Figure 3.

ppITAM- and LYN-mediated activation of SYK isoforms. A, kinetic profiles of Omnia kinase reactions of GST-upSYK alone (blue circles), GST-upSYK + ppITAM (red squares), GST-upSYK + LYN (green triangles), and GST-upSYK + ppITAM + LYN (pink inverse triangles) are shown. Enzyme (4 nm), ATP (35 μm), and peptide (10 μm) concentrations were kept constant in all four reactions. B, effect of increasing concentrations of ppITAM on the rate of upSYK or pSYK phosphorylation of Omnia S/T peptide 7. Reagent concentrations were 25 nm of each SYK protein, 35 μm ATP, and 10 μm Omnia peptide. The solid line represents a fit to the 4-parameter logistic equation using the no ppITAM rate to define the minimum.
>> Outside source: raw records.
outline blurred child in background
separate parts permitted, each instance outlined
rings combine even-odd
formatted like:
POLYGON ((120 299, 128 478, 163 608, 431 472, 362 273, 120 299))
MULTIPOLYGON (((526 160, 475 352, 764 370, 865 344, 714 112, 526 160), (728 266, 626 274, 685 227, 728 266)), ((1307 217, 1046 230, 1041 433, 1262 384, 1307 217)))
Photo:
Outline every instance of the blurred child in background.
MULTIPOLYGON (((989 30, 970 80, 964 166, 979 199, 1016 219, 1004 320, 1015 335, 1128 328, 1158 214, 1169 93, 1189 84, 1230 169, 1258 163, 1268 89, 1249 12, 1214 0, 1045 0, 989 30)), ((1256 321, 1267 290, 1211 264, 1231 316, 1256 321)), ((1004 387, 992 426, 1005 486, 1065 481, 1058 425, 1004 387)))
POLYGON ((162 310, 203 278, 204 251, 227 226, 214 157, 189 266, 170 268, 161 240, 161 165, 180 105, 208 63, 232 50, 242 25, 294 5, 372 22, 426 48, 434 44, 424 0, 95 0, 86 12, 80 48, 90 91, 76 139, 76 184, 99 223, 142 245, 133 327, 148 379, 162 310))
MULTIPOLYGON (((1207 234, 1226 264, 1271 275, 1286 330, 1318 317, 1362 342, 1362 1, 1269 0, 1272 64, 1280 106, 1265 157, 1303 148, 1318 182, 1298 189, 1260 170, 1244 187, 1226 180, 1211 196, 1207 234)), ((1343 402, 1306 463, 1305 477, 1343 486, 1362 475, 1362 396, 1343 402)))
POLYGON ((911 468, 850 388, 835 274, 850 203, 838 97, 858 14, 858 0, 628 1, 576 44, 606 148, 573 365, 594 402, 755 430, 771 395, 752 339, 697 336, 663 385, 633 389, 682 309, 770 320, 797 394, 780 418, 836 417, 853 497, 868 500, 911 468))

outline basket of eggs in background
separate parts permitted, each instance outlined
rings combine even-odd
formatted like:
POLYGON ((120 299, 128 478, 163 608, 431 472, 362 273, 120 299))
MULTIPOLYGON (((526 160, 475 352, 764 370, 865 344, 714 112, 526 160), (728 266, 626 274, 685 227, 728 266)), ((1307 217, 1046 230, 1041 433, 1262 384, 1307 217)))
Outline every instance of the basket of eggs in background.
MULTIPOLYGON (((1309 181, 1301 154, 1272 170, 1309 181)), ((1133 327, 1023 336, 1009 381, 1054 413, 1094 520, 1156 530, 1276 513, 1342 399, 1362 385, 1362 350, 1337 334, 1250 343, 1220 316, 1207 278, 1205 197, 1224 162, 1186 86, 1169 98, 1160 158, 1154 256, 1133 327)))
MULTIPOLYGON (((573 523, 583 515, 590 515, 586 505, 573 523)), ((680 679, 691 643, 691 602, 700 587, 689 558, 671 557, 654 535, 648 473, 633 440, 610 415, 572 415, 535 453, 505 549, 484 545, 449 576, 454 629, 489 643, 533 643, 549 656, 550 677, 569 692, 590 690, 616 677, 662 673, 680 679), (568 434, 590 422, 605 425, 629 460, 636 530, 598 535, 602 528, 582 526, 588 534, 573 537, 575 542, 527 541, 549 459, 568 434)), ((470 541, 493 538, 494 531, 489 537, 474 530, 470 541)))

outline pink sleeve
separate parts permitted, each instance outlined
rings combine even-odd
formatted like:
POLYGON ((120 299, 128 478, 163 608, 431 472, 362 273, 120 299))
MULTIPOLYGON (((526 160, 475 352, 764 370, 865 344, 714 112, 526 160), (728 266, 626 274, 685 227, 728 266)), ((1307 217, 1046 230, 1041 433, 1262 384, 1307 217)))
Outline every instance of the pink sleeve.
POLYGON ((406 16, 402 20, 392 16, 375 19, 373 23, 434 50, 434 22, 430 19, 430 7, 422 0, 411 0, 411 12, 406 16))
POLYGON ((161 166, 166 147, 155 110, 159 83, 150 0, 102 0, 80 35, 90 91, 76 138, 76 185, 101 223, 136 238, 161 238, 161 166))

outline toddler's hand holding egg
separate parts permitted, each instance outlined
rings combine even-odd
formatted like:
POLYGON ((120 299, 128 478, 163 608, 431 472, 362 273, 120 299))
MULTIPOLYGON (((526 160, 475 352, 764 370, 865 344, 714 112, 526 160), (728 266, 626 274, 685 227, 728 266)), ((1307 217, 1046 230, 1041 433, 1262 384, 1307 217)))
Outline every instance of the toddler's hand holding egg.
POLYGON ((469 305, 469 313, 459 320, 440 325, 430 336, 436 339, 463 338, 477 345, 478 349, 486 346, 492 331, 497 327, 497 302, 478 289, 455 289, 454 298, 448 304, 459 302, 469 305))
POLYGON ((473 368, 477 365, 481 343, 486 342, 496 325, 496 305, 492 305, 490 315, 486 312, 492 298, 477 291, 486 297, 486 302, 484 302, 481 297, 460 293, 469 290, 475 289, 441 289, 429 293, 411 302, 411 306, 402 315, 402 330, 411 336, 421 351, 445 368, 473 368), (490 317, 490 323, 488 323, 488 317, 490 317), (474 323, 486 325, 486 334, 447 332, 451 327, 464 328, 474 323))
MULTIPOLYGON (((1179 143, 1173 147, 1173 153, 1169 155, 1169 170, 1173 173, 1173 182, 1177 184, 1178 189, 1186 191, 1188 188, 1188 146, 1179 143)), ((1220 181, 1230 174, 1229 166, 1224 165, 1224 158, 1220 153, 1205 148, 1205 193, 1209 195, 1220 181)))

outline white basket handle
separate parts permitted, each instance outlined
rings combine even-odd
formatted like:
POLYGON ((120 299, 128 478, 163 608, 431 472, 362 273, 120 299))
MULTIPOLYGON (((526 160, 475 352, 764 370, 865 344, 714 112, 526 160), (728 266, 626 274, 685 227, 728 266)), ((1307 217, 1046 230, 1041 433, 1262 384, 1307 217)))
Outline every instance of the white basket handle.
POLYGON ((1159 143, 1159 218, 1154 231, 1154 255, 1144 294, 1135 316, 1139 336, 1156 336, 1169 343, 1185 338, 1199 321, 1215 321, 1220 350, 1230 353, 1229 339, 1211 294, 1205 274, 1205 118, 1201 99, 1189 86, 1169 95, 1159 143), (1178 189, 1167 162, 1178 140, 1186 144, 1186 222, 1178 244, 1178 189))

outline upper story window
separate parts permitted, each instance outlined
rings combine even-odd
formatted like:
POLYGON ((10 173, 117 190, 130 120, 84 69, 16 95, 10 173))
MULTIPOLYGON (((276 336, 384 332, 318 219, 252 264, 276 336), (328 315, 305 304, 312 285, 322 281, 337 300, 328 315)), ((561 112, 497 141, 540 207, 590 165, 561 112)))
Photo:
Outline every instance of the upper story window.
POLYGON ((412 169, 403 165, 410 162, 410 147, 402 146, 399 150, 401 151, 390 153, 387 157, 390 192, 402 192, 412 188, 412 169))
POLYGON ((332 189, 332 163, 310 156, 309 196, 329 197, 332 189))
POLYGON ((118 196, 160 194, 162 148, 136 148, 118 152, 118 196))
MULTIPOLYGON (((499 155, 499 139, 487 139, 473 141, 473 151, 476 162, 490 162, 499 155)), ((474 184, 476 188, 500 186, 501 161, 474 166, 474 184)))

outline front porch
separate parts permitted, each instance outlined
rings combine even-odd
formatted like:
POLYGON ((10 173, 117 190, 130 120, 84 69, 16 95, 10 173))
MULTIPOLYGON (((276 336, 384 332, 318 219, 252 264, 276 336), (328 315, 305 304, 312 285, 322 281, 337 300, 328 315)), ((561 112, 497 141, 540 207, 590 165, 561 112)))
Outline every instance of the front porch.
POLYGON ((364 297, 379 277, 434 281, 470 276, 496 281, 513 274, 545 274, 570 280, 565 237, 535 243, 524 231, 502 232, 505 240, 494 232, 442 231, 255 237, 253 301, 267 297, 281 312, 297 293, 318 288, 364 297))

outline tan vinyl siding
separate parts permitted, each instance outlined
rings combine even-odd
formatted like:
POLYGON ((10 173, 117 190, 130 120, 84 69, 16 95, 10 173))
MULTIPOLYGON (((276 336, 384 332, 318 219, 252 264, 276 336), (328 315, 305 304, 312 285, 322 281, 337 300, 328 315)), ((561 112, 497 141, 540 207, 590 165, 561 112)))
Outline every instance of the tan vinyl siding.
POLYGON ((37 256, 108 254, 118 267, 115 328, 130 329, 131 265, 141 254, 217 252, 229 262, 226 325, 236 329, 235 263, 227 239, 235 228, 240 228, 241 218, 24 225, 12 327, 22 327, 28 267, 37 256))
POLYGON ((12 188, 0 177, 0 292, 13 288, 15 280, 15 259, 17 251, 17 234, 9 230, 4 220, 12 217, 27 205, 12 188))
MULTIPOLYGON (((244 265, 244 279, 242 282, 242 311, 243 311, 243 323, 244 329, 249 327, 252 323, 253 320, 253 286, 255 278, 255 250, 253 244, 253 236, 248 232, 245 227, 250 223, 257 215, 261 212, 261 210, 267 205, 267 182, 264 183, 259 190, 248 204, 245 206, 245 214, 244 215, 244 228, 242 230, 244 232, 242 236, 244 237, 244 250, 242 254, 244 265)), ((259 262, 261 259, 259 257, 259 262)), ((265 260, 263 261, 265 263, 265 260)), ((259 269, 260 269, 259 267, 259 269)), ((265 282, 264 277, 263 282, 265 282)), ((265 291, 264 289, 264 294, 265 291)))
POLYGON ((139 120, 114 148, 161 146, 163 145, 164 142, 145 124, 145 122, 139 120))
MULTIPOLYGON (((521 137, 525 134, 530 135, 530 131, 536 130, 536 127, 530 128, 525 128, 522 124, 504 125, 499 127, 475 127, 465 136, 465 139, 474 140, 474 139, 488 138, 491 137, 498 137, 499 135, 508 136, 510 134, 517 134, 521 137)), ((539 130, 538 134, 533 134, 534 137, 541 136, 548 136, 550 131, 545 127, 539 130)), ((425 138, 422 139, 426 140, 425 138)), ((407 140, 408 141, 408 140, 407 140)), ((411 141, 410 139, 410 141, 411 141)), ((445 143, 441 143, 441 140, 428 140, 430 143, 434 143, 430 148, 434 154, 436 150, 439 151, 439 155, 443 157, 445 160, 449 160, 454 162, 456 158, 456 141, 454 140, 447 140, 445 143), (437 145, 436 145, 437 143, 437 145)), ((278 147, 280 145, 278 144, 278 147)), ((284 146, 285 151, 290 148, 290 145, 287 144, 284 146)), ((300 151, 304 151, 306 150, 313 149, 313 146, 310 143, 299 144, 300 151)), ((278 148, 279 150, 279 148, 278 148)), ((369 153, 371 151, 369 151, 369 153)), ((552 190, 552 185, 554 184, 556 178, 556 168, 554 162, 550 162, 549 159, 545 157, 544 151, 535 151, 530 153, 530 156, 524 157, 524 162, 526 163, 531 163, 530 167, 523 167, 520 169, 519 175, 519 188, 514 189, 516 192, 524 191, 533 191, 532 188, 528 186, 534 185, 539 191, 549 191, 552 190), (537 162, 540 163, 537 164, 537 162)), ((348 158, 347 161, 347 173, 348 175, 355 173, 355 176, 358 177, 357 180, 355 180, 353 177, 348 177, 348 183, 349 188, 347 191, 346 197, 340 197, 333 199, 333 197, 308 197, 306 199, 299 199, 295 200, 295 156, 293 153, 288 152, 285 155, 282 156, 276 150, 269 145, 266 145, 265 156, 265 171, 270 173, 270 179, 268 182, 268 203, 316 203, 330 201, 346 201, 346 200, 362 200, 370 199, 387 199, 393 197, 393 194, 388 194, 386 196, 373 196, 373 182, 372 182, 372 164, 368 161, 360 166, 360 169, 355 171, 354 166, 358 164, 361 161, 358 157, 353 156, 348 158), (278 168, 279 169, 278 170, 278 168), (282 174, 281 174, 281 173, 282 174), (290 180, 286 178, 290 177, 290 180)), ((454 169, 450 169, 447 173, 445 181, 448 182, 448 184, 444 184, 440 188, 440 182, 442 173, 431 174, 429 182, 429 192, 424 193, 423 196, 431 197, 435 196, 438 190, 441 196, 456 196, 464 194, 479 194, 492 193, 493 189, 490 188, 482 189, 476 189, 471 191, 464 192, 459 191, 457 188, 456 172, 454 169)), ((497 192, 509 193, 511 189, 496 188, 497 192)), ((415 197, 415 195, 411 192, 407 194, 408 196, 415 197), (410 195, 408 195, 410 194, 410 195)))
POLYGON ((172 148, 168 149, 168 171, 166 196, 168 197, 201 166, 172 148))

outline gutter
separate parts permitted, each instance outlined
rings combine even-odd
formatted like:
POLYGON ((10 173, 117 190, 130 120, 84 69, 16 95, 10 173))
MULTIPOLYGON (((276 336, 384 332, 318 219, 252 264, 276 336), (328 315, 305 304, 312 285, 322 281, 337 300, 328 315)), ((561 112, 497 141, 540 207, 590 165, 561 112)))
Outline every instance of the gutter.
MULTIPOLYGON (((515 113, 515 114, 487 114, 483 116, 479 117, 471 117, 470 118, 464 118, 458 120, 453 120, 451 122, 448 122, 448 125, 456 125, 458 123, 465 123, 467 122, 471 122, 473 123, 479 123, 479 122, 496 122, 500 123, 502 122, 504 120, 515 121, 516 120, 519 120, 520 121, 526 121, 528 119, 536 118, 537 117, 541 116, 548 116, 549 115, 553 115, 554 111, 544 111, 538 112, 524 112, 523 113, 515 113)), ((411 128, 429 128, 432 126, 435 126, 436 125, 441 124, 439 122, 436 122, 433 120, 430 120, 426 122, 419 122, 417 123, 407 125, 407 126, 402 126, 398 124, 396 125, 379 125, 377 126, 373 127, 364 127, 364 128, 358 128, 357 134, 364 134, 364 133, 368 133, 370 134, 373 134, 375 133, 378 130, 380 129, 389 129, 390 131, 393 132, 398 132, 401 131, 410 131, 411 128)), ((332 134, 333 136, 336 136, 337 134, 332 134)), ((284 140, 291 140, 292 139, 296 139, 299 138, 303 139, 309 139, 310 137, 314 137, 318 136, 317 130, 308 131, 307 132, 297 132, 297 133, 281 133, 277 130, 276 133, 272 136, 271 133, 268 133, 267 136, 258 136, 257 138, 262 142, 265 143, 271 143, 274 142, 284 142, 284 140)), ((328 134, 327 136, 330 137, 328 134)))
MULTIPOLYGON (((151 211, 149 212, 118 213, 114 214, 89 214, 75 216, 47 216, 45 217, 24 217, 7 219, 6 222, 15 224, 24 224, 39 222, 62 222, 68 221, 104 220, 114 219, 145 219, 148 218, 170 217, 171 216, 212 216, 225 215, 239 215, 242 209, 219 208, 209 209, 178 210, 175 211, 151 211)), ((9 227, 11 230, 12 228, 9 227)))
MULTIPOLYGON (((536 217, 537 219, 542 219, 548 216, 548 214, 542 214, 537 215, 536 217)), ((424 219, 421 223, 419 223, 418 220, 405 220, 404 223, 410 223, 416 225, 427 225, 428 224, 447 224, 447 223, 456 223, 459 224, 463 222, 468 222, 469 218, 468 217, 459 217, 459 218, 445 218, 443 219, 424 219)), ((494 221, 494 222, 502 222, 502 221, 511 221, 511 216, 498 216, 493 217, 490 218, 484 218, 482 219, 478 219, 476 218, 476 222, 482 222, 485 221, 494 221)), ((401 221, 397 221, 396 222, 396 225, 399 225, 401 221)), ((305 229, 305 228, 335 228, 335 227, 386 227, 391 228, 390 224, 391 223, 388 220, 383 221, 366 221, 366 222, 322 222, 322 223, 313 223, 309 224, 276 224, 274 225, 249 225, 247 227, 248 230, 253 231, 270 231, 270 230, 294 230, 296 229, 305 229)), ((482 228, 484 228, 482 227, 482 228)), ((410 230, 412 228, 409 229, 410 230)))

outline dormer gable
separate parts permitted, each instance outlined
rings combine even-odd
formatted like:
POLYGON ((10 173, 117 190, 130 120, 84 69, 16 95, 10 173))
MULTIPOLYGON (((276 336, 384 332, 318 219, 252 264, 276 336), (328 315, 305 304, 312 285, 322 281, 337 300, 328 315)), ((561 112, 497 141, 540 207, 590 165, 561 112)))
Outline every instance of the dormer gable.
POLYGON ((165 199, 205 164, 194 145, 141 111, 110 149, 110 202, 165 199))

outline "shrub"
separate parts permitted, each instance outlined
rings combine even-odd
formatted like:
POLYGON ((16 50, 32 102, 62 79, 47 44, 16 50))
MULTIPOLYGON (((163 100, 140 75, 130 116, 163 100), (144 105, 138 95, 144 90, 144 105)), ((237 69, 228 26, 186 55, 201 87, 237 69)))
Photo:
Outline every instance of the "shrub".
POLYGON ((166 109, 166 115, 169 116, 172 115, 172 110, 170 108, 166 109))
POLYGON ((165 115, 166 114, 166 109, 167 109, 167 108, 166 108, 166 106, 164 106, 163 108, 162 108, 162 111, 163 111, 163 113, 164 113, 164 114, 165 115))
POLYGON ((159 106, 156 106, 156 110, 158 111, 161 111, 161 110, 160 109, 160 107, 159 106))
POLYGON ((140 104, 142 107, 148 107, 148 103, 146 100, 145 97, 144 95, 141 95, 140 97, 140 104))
The maximum, Hill slope, and EC₅₀ values were floated to obtain the best nonlinear least squares fit to the equation. C, Western blots (region migrating at 65–80 kDa) showing a time course of site-specific SYK tyrosine phosphorylation in the presence or absence of ppITAM and/or LYN. Reaction conditions are described under “Experimental procedures.” Lane 1 corresponds to a negative control reaction, which was immediately quenched. Phosphorylation signals were also shown for upSYK alone (lanes 2 and 3), upSYK + ppITAM (lanes 4–6), upSYK + ppITAM + LYN (lanes 7–10), and upSYK + LYN (lane 11-14). D, kinetic data were acquired identically to that in A except GST-upSYK was replaced with upSYK, and their respective kinetic profiles are as follows: upSYK alone (pink crosses), upSYK + ppITAM (green circles), upSYK + LYN (blue squares), and GST-upSYK + ppITAM + LYN (red diamonds) are shown. Enzyme (4 nm), ATP (35 μm), and peptide (10 μm) concentrations were kept constant in all four reactions.